Мари вдруг с дрожью вспомнила, как она рыдала над телом матери. Одно из тех воспоминаний, которые ей хотелось загнать глубоко-глубоко и никогда не отпирать. Тогда ей думалось: «Господи! Возьми мою жизнь вместо ее! Пусть лучше у мамы родятся еще дети, мама такая хорошая, пусть лучше она живет!» Господь, естественно, не внял ее молитве…
Она живо представила страх и гнев мальчика, потерявшего единственного брата… единственного оставшегося члена семьи…
-Но вы не умерли? – спросила Мари. – Потеряли руку, но остались живы, да?
-Да, - Эдвард кивнул. – Тогда… я даже огорчился. Мне хотелось умереть и уйти от всего этого. Я видел этого монстра в круге… видел доспехи, которые вдруг ожили и обратились ко мне голосом Ала… Думал, что смерть искупит вину. Знаете, мне кажется, некоторую вину искупить просто невозможно.
-Искупить – нельзя, - тихо сказала Мари. – А простить – можно. Ал ведь вас простил? Или я ошибаюсь? А вы его? Ведь вы вместе делали все это.
-Ну, Ал простил, конечно. Он всегда был ко мне незаслуженно добр. А я его и не винил никогда. Его-то за что винить? Он просто, как всегда, не мог бросить меня одного, - Эдвард вздохнул. – Эгоистично, конечно, но я благодарен за это судьбе. Может, для него все обернулось бы и лучше, но я без него… просто с ума сошел бы, наверное. Впрочем, - Эдвард хмыкнул, - в этом плане все еще впереди.
-То есть, погодите… Ал несколько лет провел в виде ходячих доспехов? – Мари потерла лоб. «Мне кажется, что я покрываюсь ржавчиной и рассыпаюсь…»
-Пять лет. Потом нам удалось вернуть ему тело. Это тоже было не так просто… Именно поэтому Ал физически моложе меня на шесть лет… был моложе. Вообще-то у нас с ним разница в год. А в итоге всей этой истории последовали приключения, которые растянулись еще на два года. Мы же были вплотную запутаны с этим делом с Северной Войной.

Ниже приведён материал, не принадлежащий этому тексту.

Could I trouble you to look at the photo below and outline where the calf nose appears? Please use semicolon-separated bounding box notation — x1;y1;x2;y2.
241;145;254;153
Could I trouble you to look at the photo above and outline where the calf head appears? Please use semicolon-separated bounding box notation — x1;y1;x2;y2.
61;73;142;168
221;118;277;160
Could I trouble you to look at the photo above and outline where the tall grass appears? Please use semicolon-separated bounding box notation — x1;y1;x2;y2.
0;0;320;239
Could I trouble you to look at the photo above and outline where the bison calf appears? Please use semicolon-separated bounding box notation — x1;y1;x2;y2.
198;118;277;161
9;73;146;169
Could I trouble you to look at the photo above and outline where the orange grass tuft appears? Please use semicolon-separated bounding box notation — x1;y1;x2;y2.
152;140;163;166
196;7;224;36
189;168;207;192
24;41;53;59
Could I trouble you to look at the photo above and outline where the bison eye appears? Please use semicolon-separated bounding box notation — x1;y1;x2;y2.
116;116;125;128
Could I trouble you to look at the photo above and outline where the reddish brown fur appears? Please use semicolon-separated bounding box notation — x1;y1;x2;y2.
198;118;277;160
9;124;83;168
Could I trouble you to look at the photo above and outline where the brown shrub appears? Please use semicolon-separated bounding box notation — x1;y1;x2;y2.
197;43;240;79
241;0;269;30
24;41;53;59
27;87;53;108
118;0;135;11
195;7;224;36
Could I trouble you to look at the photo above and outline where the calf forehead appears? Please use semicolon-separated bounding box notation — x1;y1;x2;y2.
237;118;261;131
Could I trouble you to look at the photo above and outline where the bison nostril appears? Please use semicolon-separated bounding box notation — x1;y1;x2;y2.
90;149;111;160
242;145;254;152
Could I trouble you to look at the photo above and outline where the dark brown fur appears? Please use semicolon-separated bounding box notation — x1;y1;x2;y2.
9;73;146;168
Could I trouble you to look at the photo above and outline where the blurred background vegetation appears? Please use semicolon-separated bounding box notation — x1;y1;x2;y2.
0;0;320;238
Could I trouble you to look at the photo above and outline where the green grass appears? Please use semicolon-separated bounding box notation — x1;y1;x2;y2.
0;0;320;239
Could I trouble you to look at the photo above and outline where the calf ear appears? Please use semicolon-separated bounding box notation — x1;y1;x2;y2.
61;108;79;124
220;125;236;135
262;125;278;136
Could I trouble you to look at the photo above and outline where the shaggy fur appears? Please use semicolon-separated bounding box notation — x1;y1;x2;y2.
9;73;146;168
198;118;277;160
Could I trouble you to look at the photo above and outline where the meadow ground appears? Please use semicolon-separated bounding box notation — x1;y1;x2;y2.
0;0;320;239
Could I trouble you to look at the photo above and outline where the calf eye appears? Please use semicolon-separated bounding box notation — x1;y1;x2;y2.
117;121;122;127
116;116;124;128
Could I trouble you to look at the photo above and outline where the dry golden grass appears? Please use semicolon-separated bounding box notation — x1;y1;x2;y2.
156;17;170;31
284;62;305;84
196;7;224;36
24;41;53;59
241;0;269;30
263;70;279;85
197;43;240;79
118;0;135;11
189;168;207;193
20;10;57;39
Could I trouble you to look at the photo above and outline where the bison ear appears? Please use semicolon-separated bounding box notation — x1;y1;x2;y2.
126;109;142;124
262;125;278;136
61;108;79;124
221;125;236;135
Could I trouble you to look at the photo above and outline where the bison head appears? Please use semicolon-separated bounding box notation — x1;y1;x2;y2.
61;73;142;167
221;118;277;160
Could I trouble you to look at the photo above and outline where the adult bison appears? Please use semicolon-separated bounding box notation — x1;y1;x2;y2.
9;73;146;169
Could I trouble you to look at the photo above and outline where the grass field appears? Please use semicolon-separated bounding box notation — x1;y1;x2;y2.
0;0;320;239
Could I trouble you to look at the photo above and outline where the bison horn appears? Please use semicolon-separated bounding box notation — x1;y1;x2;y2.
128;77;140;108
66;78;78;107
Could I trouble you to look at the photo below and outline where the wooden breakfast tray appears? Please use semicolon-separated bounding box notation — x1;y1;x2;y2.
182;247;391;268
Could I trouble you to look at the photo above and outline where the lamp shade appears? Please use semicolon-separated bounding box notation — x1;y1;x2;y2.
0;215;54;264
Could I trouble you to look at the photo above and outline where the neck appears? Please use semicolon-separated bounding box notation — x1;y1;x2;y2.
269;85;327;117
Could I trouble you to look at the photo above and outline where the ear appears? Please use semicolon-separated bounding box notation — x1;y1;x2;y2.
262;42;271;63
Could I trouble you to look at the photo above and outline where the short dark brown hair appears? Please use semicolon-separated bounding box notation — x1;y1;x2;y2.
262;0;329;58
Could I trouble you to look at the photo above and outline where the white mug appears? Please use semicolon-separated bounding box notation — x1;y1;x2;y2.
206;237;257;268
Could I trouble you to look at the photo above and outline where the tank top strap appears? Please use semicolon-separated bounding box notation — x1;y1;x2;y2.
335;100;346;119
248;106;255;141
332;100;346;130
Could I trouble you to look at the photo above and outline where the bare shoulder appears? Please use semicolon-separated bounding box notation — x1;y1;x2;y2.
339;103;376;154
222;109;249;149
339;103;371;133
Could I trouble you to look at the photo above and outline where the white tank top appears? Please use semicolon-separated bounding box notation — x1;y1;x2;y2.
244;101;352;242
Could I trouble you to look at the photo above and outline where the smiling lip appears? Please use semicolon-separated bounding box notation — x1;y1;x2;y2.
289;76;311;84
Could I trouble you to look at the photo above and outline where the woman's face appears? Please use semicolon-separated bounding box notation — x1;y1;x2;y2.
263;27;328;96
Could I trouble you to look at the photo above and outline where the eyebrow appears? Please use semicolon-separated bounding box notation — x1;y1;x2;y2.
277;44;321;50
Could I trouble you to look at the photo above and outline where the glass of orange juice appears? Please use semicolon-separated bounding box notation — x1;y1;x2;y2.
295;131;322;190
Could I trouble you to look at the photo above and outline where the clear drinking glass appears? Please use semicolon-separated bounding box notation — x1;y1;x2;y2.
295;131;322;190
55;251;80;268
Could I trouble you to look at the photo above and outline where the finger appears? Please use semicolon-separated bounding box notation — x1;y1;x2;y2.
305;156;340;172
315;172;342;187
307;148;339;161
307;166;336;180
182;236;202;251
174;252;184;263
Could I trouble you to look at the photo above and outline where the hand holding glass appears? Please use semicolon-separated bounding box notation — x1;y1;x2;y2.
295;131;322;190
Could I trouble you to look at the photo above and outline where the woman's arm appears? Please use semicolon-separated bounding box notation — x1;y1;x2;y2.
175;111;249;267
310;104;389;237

«Мне тридцать три или двадцать восемь, это как считать».
-Так вот… - Эдвард глубоко вздохнул. – О чем я хотел поговорить… Знаете, Мари, потом нам удалось помириться с нашим отцом. Более или менее. Но я очень долго винил его за все, что произошло. И Ал очень переживал из-за всего этого. Элрик – это фамилия нашей мамы, не отца. Мне кажется… мне кажется, Алу было бы очень тяжело знать, что его ребенок не носит его фамилию.
-Такое случается сплошь и рядом, - покачала головой Мари. – Нет… в принципе, если вы предлагаете мне дать ребенку фамилию «Элрик», я совершенно не против… но как? Ведь Ал… - она не сказала «мертв», запнулась. Потом твердо закончила: - Умер. Эдвард почти вздрогнул.

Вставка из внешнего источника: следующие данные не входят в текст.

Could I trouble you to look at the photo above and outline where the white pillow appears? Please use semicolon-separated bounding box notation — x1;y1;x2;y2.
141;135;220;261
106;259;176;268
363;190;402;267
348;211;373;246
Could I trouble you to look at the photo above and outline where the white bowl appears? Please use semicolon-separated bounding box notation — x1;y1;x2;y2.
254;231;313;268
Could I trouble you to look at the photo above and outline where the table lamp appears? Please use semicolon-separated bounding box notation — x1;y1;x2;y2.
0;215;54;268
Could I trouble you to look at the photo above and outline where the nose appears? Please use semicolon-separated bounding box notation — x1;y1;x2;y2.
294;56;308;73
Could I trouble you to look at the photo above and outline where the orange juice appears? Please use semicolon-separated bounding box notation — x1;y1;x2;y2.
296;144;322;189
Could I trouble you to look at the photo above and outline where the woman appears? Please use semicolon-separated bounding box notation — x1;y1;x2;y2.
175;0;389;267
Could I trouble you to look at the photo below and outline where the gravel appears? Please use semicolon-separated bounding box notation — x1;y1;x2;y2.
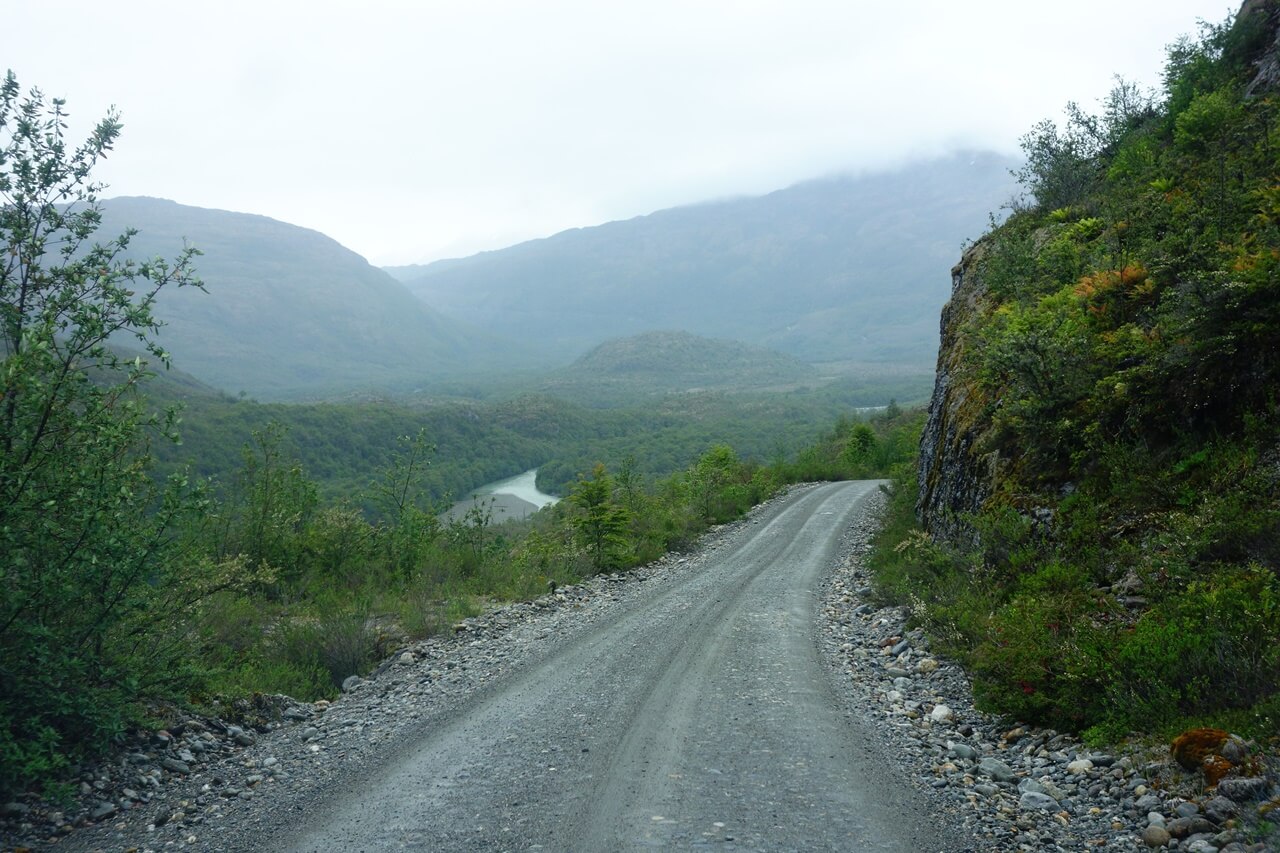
0;487;1280;853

-Да, - сказал он. – По всей видимости, так. Знаете, сегодня, в Камелоте, я понял, что все-таки надеялся. Может быть, надеюсь в глубине души до сих пор. А вы?
Вопрос застал Мари врасплох.
-Не знаю, - сказала она. – Может быть… Мне все кажется, что это какая-то ошибка, что этого не могло быть…
-Но это есть, - просто сказал Эдвард. – Мари… Помните, я сказал, что очень был бы рад, если бы у меня была такая сестра?
Мари кивнула.
-Это осталось в силе. Как вы понимаете, у меня есть связи. Черт, да если понадобится, я к фюреру обращусь! Можно оформить документы задним числом, будто вы с Алом были женаты… будто вы поженились за несколько дней до его… исчезновения..
-Зачем? – пораженная, воскликнула Мари.
-Много причин, - Эдвард начал загибать пальцы. – Во-первых, Ал хотел на вас жениться, разве нет? И вы были не против. Можно сказать, что этим мы просто выполним его последнюю волю. Во-вторых, я знаю, он бы хотел, чтобы его ребенок от женщины, которую он любил, носил бы его фамилию. Черт, да любой нормальный мужчина этого хочет! И, возможно, для вашего ребенка это будет важно, когда он подрастет… В-третьих… вы бы получали пенсию. Довольно большую пенсию. Я верю, что вы женщина независимая и способны сами позаботиться о себе, но все-таки с маленьким ребенком тяжело. А зарплата врача не такая большая. Я бы очень хотел, чтобы вы жили с нами, но… жизнь может повернуться по-разному. Во всяком случае, в случае чего вы не будете зависимы от нашей помощи. Думаю, для вас это важно… хотя это не значит, что я когда-нибудь откажусь вам помогать. В-четвертых – самый несерьезный довод – Мари Варди исчезнет и появится Мари Элрик… или даже лучше Сьюзен Элрик, по второму имени. Тогда вас труднее будет отследить в случае чего. Мы, конечно, предпримем все возможные меры для вашей охраны, но тут никогда лишняя страховка не помешает. Поэтому прошу вас, подумайте. Не отказывайте из гордости.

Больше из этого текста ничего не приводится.